US 12,423,802 B2
Defect discrimination apparatus for printed images and defect discrimination method
Mitsuhiro Yamashita, Matsumoto (JP); Takahiro Kamada, Matsumoto (JP); Naoki Hagihara, Shiojiri (JP); Takuya Ono, Shiojiri (JP); and Yuko Yamamoto, Shiojiri (JP)
Assigned to Seiko Epson Corporation, Tokyo (JP)
Filed by SEIKO EPSON CORPORATION, Tokyo (JP)
Filed on Feb. 28, 2023, as Appl. No. 18/176,299.
Claims priority of application No. 2022-030675 (JP), filed on Mar. 1, 2022.
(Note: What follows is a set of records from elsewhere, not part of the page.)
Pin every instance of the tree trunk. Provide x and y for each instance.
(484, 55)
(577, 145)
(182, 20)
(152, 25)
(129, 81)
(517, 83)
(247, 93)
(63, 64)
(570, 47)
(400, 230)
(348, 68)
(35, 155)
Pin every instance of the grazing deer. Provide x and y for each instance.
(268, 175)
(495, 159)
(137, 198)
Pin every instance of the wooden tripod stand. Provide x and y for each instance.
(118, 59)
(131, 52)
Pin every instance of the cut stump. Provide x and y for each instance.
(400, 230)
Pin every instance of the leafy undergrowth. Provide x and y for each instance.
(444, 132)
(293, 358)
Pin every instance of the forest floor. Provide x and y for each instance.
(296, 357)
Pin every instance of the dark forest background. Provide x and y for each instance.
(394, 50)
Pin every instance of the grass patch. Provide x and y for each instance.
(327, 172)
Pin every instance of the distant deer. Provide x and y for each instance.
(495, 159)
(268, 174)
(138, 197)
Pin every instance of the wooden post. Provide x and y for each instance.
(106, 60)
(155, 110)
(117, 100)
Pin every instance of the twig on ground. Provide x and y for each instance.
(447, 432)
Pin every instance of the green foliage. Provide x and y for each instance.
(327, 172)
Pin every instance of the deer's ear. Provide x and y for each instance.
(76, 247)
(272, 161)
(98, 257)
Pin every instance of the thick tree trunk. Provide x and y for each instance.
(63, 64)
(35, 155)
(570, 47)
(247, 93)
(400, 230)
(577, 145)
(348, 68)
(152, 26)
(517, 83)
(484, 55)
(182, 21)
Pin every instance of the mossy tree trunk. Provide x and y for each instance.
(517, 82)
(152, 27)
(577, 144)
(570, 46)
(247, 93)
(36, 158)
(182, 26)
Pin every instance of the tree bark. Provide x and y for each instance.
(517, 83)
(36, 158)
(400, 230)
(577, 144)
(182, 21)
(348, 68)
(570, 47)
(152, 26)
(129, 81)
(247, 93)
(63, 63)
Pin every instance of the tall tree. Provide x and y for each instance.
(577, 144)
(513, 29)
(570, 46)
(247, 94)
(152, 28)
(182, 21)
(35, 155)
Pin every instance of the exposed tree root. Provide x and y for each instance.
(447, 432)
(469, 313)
Prior Publication US 2023/0281797 A1, Sep. 7, 2023
Int. Cl. G06T 7/00 (2017.01)
CPC G06T 7/001 (2013.01) [G06T 2207/20081 (2013.01)] 15 Claims
OG exemplary drawing
 
1. A defect discrimination apparatus for printed images, comprising:
a learning model that has undergone machine learning using a teacher image, the teacher image containing a defect that may occur during printing and being associated with a defect species, the learning model being configured to output similarity for each defect species;
a target image acquisition section that acquires an image of printed matter, which has been printed, and that prepares a target image to be an inspection target;
a discriminator that, with respect to the target image, uses the learning model to acquire similarity of a defect present in the target image to the defect species, and that discriminates the defect present in the target image as at least one known defect species; and
a learning section that, when updating the learning model based on a discrimination result by the discriminator, causes the learning model to undergo machine learning for a defect species that is different from the discriminated defect species or that is associated with an unknown defect.